Question 1: How long will it take for my H-1B case to be filed?
Answer 1: We generally expect to have the case ready on our end within 10 business days of receiving the LCA details and Beneficiary Information Sheet. We will need to ensure that we have a complete set of supporting documents to the extent possible, so we will work with your employer to get the petition in the best possible shape before filing it. The exact timeframe depends on when your employer provides us all required signatures and checks. We will inform your employer when your case is filed.
Question 2: What is my receipt number?
Answer 2: We will inform your employer on the day that we receive the receipt notice, which should generally be within one week of mailing under premium processing, or two weeks under regular processing. Meanwhile, if you want to know whether the case has reached USCIS, your employer may request the tracking number.
Question 3: When can I expect an update on my case?
Answer 3: For cap-exempt cases filed under Premium Processing, you can expect either an update (either approval or Request for Evidence) within 15 calendar days of USCIS receiving the petition.
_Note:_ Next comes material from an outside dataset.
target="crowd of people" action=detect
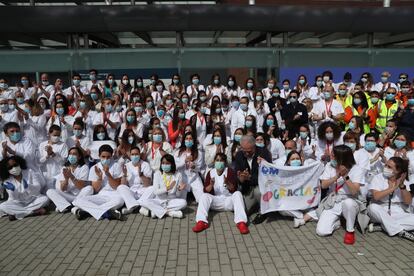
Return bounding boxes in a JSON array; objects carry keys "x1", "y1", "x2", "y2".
[{"x1": 0, "y1": 70, "x2": 414, "y2": 244}]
For regular processing cases, please refer to this page for processing times by Service Center:
Please note that these are approximate time frames and individual case times vary.
Question 4: Can the attorney mail me my original receipt notice? I need it to apply for a driver’s license or other benefit.
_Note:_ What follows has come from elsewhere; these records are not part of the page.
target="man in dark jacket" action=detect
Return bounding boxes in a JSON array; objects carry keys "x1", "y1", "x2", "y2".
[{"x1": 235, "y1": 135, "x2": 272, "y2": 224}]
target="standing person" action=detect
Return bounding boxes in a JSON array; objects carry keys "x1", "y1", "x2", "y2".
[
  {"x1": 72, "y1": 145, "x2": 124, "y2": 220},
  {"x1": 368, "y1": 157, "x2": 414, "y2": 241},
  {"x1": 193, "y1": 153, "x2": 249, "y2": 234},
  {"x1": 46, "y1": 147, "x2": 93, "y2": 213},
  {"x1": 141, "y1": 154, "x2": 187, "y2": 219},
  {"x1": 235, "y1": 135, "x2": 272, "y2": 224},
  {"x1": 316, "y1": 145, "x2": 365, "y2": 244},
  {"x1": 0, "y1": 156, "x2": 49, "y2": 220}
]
Answer 4: We do not mail original receipt notices. As of April 2, 2012, USCIS prints receipt notices on plain white paper; our policy is therefore only to scan the notice to your employer since it will look exactly the same as the original. You can print out this USCIS release for the DMV or other administrative office for their reference: http://www.uscis.gov/forms/form-i-797c-notice-action
Question 5: Why is the online case status blank, still in the acceptance or initiation phase, or showing a strange message?
Answer 5: The information at https://egov.uscis.gov/cris/Dashboard/CaseStatus.do is not 100% accurate. Sometimes USCIS does not enter the case status at all, and other times the case status becomes unavailable, or says something inaccurate. These are system glitches that could mean there is some sort of update on the case. The only official information is correspondence mailed by USCIS to our office or the employer’s office. We will let you know when we receive notification.
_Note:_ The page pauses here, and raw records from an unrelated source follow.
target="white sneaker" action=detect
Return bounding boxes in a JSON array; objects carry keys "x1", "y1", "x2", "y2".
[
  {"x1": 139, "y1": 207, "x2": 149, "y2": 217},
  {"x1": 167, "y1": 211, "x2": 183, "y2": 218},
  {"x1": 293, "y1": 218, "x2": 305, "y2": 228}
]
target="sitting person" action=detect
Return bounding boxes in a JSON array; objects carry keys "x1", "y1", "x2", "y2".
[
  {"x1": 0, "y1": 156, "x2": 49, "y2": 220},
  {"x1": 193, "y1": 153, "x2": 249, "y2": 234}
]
Question 6: Can we follow up to find out what is happening with my case?
Answer 6: The beneficiary of an H-1B or I-140 petition cannot follow up directly with USCIS. Only the petitioner (ie your employer) or the attorney’s office is able to contact USCIS about the case. The attorney’s office will follow up through a service request only if the case is outside normal processing times posted at:
Please note that it can take about 15 days to hear back from USCIS following a service request, and they often simply indicate that the case is under processing and they will inform us when there is an update. You may request your employer to upgrade the case to Premium Processing if the case is urgent.
Question 7: Why was my H-1B request only approved for one year?
Answer 7: We always try to request three years of H-1B status where it’s feasible. It is at the discretion of USCIS whether to approve the case for the full period requested. If they are not convinced by the totality of the evidence provided that there is specialty occupation work available for three full years, they might only approve it for one year or even less. This often occurs when there is not a client letter confirming a three-year project.
Question 8: Why was my case approved without an I-94?
Answer 8: We generally file the case requesting approval with an I-94 if you have been maintaining valid status up until the requested start date of the new petition, with no plans to depart the US in between in the case of a change of status. If it was requested with I-94 and received without one, it’s possible that USCIS was not persuaded that you maintained status in between. It is discretionary for USCIS to approve the case with or without an I-94. If your case was approved without an I-94, you can discuss with your employer if there is a possibility to amend it to obtain an I-94, or if you will need to leave the US for visa stamping.
Question 9: What documents do I need for visa stamping?
Answer 9: You need your original I-797 Approval Notice and your original passport, degrees, and transcripts. You should take along copies of your I-129 and LCA for reference. You should also bring a project description for what you are working on, whether it is an in-house project description, or updated vendor/client letters and contracts relating to an off-site project. If you have already been working for your employer, it will help if you take your latest pay stubs and W-2 forms as well for verification. Please review the website of the consulate where you are obtaining stamping for more specific instructions and to book your visa appointment.
Question 10: I received a 221(g) for administrative processing. What does this mean?
Answer 10: When the consulate needs more time or more documentation to approve the visa, or they refuse it on some grounds, they issue a form 221(g). If specific documents are requested, you should contact your employer to coordinate putting together the requested documents and responding to the 221(g). If the form merely indicates that the case is under administrative processing, you just need to wait until the consulate provides a further update. Sometimes the consulate/Department of State just needs more time to review the case or do background checks. You can contact your employer to have us follow up if more than 30 days pass after issuance of the 221(g).